10 de março de 2015

Obrigado Laércio, em nome do mano

Por Laércio Souto Maior:

REENCONTRO COM OS AMIGOS AO SOM DO VIOLÃO DE ANTONIO MENDES

Atualizado: há ± um minuto
O lançamento de um livro é sempre uma grande incógnita para o autor que momentos antes queda-se a ruminar com seus botões de que tamanho será o comparecimento ao evento literário que ele vai protagonizar. Pois todo escritor sabe que, conforme a circunstância objetiva, a noite de autógrafos pode tomar dimensões inusitadas tanto pela grandiosidade como, ao inverso, pelo número liliputiano do público presente.

Na cada vez mais bela e encantadora Cidade Canção, aconteceu no último dia 05 de março de 2015 o lançamento do meu livro, "Será que é poesia?", no Sesc Maringá, o emblemático templo da cultura maringaense. Foi uma noite maravilhosa que vai ficar na minha memória por vários motivos. No evento literário revi velhos amigos que marcaram, uns mais, outros menos, minha vida na época em que residi em Maringá; e iniciei com muito prazer novas amizades.

Um destaque surpreendente foi a belíssima apresentação do violonista clássico Antonio Mendes, discípulo de Andrés Segovia, pai do violão erudito. Antonio Mendes, apesar do seu virtuosismo e alto nível musical é cultuado por poucos privilegiados que teve a sorte de ouvir em sua plenitude a interpretação de um refinado e raro artista que resiste as barulhentas músicas e ritmos daqui e d'além mar. Foi uma honra conhecê-lo.
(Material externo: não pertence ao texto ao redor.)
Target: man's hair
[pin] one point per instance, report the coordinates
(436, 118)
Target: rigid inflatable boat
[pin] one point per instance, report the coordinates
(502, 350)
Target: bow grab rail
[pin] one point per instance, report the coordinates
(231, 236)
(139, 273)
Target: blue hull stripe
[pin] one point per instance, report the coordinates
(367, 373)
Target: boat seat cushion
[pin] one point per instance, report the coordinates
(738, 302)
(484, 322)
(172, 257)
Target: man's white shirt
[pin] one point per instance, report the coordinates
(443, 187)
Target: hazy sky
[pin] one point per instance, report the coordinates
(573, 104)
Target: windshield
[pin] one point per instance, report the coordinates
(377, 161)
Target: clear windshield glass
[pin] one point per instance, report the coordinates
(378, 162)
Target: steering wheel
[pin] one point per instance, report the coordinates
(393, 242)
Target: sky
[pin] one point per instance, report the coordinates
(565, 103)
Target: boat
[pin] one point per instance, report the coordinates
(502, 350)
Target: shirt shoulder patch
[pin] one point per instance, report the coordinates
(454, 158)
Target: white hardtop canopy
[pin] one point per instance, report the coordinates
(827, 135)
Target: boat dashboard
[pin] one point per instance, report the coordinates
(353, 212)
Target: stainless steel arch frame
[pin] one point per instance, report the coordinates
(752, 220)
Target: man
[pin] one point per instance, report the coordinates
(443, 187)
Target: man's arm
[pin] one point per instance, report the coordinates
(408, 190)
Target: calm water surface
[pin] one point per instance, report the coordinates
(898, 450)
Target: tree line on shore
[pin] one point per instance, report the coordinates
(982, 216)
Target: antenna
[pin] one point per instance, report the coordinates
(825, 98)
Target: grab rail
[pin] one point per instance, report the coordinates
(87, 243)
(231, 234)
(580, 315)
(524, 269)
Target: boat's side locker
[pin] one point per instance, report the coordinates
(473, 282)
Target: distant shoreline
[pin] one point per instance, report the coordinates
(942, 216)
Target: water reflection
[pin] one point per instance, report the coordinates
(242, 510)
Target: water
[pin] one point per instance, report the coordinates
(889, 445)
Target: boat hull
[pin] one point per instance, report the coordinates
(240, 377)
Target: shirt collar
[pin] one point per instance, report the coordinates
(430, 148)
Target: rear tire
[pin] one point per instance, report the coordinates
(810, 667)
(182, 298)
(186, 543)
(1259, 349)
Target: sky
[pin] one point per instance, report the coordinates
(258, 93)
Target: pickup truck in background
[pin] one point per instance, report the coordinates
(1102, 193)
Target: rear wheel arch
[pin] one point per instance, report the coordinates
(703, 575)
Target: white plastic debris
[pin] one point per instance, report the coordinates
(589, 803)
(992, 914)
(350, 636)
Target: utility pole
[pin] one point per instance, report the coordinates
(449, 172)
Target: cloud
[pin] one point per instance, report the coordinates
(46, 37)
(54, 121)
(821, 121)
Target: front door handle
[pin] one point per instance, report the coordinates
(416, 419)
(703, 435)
Continuando, quero pedir licença às dezenas de amigos(as) e companheiros(as) que foram prestigiar o autor para, em nome de todos eles, citar duas personalidades maringaenses presentes ao evento que ajudei no começo de suas vitoriosas carreiras profissionais: o advogado e professor universitário Alaércio Cardoso, que trabalhou como acadêmico de direito no meu escritório de advocacia trabalhista, no quinto andar do edifício Atalaia entre a rua Joubert de Carvalho e a praça Raposo Tavares. E o jornalista Angelo Rigon, que iniciou suas lides na imprensa de Maringá (quase um menino), ajudando o saudoso jornalista Valdir Pinheiro, na editoria de Esportes do "O Diário do Norte do Paraná", na época em que comandei sua redação.
Mas o que transbordou de alegria meu coração foi o encontro dos meus seis filhos que felizes e sorridentes prestigiaram o pai escritor.

Em tempo: no dia anterior, convidado pelo professor Reginaldo Dias, importante historiador paranaense, fui cumprimentar e abraçar minha estimada amiga e companheira Anita Leocádia Prestes, que proferiu palestra para os professores em greve da Universidade Estadual de Maringá, sobre a Aliança Nacional Libertadora e seu pai, Luiz Carlos Prestes. Ao cumprimentá-la, como acontece todas as vezes que a encontro pelo Brasil afora me cobrou indagando quando vai sair a segunda edição do meu livro " Luiz Carlos Prestes na Poesia". Meu filho Téo Souto Maior (que estava ao meu lado), dono da editora Banquinho Publicações, informou a professora Anita que a segunda edição vai sair em breve. Ela sorriu satisfeita. Até o próximo lançamento Maringá!